Назад дороги нет (СИ) - Манило Лина. Страница 57
Называю адрес городского морга, а Анна Михайловна, будто в прострации, сворачивается клубочком на заднем сидении и следит невидящим взглядом за дорогой, пробегающей за окном.
Пару раз порываюсь достать письмо из кармана и прочесть его наконец, но останавливаюсь, потому что не хочу трясти своей личной жизнью перед чужими людьми. Потом, всё потом.
— Витя, спасибо тебе, — говорит бывшая тёща, когда таксист паркует машину у центрального входа в городской морг. За время поездки Анна Михайловна, кажется, полностью пришла себя, а во взгляде уже не сквозит отрешённость на грани помешательства. — Я постараюсь недолго.
— Не за что.
Она выходит, а я следом. Нужно покурить, потому что на душе как-то очень уж паршиво. Достаю сигареты из кармана и снова натыкаюсь на письмо, а ещё стакан этот проклятый так и не вытащил. Всё, надоело, нужно прочесть, потому что это на самом деле важно. Хоть новость о смерти Жанны и выбила из колеи, всё-таки маразма у меня ещё нет, знаю, кто мне на данном этапе жизни дорог.

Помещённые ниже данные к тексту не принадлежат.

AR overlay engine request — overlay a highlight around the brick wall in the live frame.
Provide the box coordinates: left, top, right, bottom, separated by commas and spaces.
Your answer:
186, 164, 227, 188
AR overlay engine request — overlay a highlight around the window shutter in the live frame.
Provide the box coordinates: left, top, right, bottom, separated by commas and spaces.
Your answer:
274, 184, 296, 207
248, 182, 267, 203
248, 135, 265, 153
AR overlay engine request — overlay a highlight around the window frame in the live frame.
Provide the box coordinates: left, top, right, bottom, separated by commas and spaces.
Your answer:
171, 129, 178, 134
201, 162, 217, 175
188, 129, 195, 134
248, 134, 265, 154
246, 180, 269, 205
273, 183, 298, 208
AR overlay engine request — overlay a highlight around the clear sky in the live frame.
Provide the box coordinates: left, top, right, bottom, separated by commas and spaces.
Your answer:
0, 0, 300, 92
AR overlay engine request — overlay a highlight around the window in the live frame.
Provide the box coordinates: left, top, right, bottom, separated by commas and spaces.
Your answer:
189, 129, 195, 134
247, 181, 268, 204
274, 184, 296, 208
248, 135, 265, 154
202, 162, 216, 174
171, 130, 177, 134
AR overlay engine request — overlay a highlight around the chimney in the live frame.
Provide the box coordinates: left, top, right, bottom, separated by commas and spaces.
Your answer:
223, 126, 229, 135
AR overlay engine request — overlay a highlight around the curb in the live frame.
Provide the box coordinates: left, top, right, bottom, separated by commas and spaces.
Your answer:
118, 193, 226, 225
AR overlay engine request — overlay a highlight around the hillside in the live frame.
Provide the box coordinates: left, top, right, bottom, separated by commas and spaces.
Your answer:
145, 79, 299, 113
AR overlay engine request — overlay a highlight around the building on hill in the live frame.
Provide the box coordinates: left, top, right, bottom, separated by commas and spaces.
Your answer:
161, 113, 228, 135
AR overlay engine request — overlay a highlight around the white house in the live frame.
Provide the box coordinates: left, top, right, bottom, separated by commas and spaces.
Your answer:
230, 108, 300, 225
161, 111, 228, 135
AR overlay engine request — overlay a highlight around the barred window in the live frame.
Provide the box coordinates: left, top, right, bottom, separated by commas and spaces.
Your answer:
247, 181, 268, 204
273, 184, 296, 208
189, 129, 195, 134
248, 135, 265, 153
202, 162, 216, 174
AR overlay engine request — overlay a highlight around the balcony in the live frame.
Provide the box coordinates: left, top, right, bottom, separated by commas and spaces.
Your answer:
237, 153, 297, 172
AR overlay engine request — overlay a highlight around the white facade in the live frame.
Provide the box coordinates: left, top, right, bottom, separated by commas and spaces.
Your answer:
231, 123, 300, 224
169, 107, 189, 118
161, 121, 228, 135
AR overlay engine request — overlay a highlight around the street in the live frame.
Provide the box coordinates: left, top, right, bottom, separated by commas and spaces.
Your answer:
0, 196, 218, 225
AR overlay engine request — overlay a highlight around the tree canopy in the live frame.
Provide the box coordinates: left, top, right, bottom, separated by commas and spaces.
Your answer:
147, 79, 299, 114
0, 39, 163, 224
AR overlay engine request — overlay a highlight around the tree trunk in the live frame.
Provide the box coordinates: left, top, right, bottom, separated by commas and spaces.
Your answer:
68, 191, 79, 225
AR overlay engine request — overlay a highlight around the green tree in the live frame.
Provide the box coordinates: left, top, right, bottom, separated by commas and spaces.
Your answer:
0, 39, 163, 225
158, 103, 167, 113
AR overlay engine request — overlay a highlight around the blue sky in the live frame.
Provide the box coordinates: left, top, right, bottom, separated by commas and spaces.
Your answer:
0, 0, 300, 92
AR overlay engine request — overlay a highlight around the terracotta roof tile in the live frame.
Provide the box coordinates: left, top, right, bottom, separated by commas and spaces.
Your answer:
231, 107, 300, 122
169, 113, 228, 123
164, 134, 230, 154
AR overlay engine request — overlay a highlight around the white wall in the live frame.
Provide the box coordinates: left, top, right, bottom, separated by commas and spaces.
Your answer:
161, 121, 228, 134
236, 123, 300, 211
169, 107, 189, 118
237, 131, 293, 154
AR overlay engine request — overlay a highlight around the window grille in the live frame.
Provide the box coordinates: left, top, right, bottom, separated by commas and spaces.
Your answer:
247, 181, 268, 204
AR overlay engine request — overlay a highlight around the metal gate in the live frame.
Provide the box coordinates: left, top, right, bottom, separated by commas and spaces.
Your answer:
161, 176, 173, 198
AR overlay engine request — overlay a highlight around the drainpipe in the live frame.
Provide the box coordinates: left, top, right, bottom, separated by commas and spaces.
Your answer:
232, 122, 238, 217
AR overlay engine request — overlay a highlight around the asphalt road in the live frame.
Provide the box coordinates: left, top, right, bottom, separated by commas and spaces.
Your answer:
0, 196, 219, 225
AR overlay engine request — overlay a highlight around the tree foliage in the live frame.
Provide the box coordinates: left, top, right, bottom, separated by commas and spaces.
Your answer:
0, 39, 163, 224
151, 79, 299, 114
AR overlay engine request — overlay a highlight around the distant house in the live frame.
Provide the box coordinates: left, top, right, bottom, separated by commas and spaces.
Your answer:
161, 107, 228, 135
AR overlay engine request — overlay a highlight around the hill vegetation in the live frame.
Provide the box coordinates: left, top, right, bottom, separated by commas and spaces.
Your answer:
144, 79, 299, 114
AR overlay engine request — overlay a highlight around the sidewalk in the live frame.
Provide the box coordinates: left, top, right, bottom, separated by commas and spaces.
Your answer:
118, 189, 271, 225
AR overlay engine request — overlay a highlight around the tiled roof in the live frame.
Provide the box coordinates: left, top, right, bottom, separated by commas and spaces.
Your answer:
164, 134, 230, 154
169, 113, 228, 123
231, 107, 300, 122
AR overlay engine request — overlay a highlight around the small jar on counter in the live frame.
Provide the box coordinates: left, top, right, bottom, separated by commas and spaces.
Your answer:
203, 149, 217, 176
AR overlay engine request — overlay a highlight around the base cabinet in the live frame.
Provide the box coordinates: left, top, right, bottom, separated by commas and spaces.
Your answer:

Присаживаюсь на лавку, отрываю край конверта, и на колени падает какой-то продолговатый плоский предмет. Беру в руку, верчу и так, и эдак, но чёрт его знает, что это за херота. Когда замечаю две тонкие сиреневые полоски в круглом окошке, сердце, кажется, пропускает удар.
Чёрт...
Внутри конверта лежит свёрнутый в четыре раза листок бумаги. Вырванный из школьной тетрадки, размашисто исписанный с первой до последней строчки крупным почерком. Пока читаю, понимаю, что стою в шаге от того, чтобы умом тронуться.\
"Дорогой мой человек.
Вот сейчас перечла, и поняла, насколько старомодно это должно смотреться со стороны, но ты уж потерпи свою валькирию, я в последние дни не очень хорошо соображаю.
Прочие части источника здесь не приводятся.